It wasn’t just the Tea Party: it has been widely reported that the IRS also has harassed and discriminated against pro-Israel charities, in particular those that support settlements in Judea and Samaria. In the Free Beacon, Alana Goodman pursues the story:
A Washington Free Beacon investigation has identified at least five pro-Israel organizations that have been audited by the IRS in the wake of a coordinated campaign by White House-allied activist groups in 2009 and 2010.
These organizations, some of which are too afraid of government reprisals to speak publicly, say in interviews with the Free Beacon that they now believe the IRS actions may have been coordinated by the Obama administration.
The media scrutiny began as early as March 26, 2009, when the Washington Post’s David Ignatius published a column questioning the groups’ tax-exempt status.Ignatius’s column is here. Ignatius displayed a remarkable obtuseness with regard to the First Amendment:
For many years, the United States has had a policy against spending aid money to fund Israeli settlements in the West Bank, which successive administrations have regarded as an obstacle to peace.
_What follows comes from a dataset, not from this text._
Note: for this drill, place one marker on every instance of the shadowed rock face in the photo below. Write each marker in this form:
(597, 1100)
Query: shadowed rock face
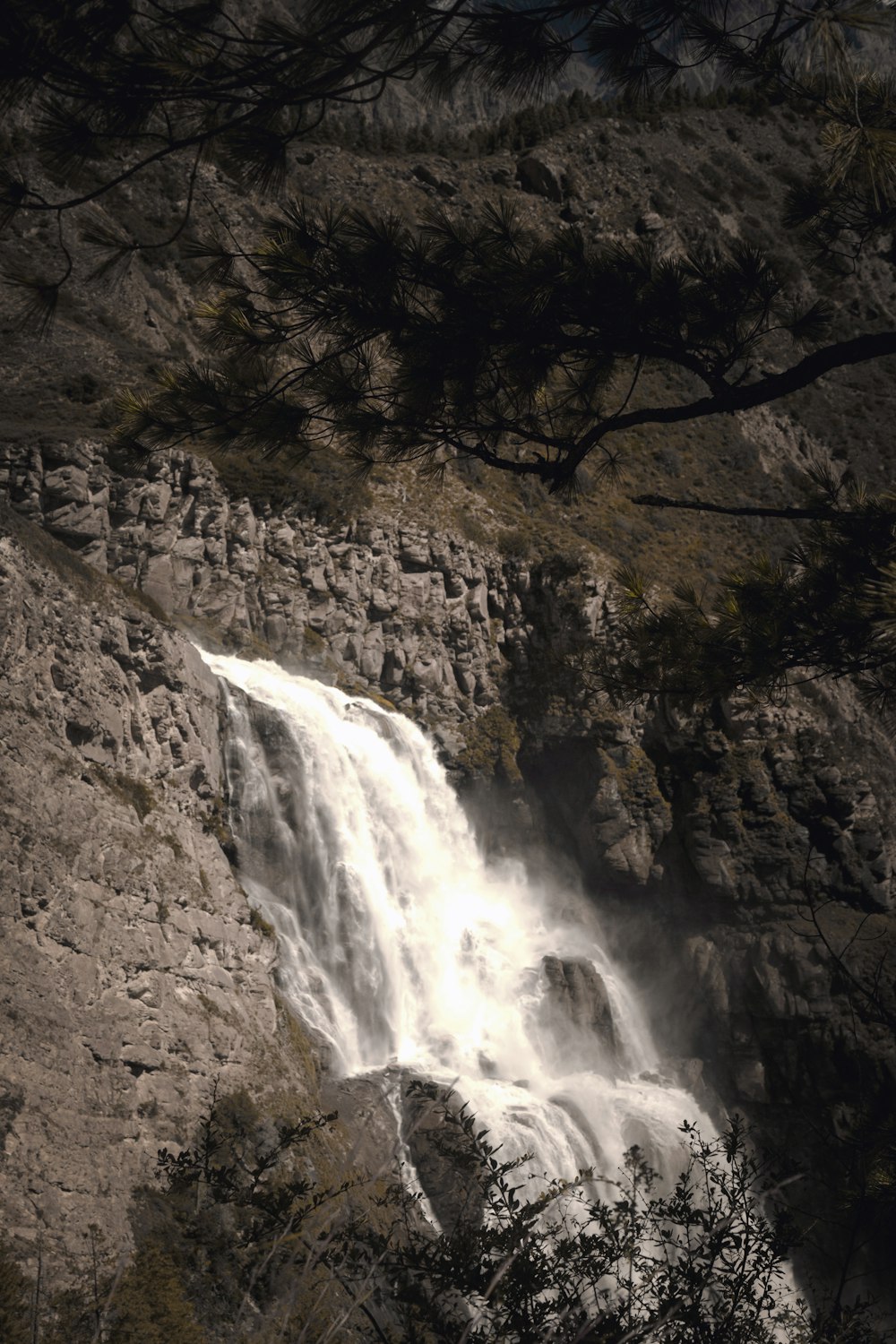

Yet private organizations in the United States continue to raise tax-exempt contributions for the very activities that the government opposes.But the tax laws do not depend, obviously, on whether a charitable organization supports or opposes the policies of the current U.S. administration. Groups like the Sierra Club and the ACLU have often promoted policies at odds with administration policies, but no one has suggested that they should therefore lose their tax-exempt status. And, of course, you can contribute to tax-exempt organizations like the Free Gaza Movement. But somehow the idea took hold that charities lending support to Israeli settlements are somehow different. This idea was promoted by pro-Palestinian groups, who encouraged IRS scrutiny of such organizations.